As followers of Jesus we are all given the Great Commission (act of discipling as we go) in Matthew 28:18-20, but for some reason in the West it has been communicated that it is the job of the church leaders only. This is typically interpreted one of two ways. First, many groups in the West still believe and communicate that one cannot be in “ministry” aside from attending seminary and getting a vocational ministry position. Personally I struggled with this for many years as I knew God had called me into ministry, but I did not feel that I fit many of the typical ministry roles often seen in the West. Second, due to the attitude described above, many church members got to the place of believing it is only the job of those paid to do ministry, after all that is why we pay them isn’t it?
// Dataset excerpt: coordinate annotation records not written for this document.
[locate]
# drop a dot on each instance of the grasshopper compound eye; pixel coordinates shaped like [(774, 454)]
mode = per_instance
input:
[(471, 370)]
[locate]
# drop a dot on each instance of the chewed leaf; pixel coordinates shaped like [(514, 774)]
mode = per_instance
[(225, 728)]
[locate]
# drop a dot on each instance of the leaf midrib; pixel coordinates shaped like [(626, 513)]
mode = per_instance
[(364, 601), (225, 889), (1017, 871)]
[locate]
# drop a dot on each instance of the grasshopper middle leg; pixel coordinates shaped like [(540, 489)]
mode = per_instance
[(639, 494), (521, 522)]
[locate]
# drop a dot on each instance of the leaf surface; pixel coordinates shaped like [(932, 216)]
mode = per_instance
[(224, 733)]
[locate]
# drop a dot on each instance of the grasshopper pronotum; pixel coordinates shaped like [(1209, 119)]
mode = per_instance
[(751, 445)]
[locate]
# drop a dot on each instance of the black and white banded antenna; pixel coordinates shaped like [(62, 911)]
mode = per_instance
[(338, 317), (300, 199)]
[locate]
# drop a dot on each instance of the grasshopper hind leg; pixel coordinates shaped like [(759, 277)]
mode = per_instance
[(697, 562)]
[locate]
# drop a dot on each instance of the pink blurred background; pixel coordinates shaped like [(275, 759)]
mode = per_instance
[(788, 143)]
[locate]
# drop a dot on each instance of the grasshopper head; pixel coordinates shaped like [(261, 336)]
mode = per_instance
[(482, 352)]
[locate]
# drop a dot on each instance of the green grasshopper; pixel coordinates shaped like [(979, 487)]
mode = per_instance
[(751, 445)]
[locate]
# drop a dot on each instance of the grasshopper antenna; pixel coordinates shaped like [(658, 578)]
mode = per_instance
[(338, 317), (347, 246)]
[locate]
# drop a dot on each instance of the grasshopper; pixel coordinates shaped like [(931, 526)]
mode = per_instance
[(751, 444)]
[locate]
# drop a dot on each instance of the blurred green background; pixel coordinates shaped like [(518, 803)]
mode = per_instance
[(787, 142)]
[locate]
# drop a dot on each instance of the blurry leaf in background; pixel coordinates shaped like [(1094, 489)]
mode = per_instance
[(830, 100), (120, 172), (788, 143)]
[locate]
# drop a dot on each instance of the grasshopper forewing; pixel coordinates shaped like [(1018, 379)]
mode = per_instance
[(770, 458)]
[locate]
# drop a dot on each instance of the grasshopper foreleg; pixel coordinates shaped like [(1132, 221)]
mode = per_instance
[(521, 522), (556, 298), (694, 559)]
Leaders who think in this way have a misinterpretation of Ephesians 4, where we see it is the job of leaders in the church to equip and release all the people of God for the works of ministry. Leaders who do not think and operate in this way communicate that they think they can build their church instead of allowing Jesus to build his church. This way of thinking has also put too much emphasis on what happens during a gathering on Sunday morning, which many in our culture refer to as “church” when the “professionals” are on stage doing all the preaching/teaching. Thinking in this way is amongst what has led to the lack of disciple makers in the West, where instead of releasing people to engage the places they go, connect, and pause, we ask them to invite the people from their domains of influence to a church service to let the professionals handle reaching them.
Greek scholar, David Alan Black, sums it up well when he says, “Evangelism is not the task of the ordained clergy. All of us are called upon to share the Good News with others. It is simply one beggar telling another beggar where they may find food” (Acts 13). Throughout Scripture we see ordinary followers of Jesus being the ones that impact the lostness around them. Think Samaritan woman in John 4. Think Zacheus in Luke 19.
My background is in Missiology, which led me to serve as a church planting catalyst in India for a couple of years. And although each country has its own struggles I was able to see first hand what happens when leaders start equipping all people to Go, not Come. This mentality is the difference between treating people as passive church members/attenders to disciple makers and equippers. This isn’t some new way of thinking and doing ministry, but in actuality is a return to the “old” way of making disciples from the New Testament, which started with the eleven in Matthew 28.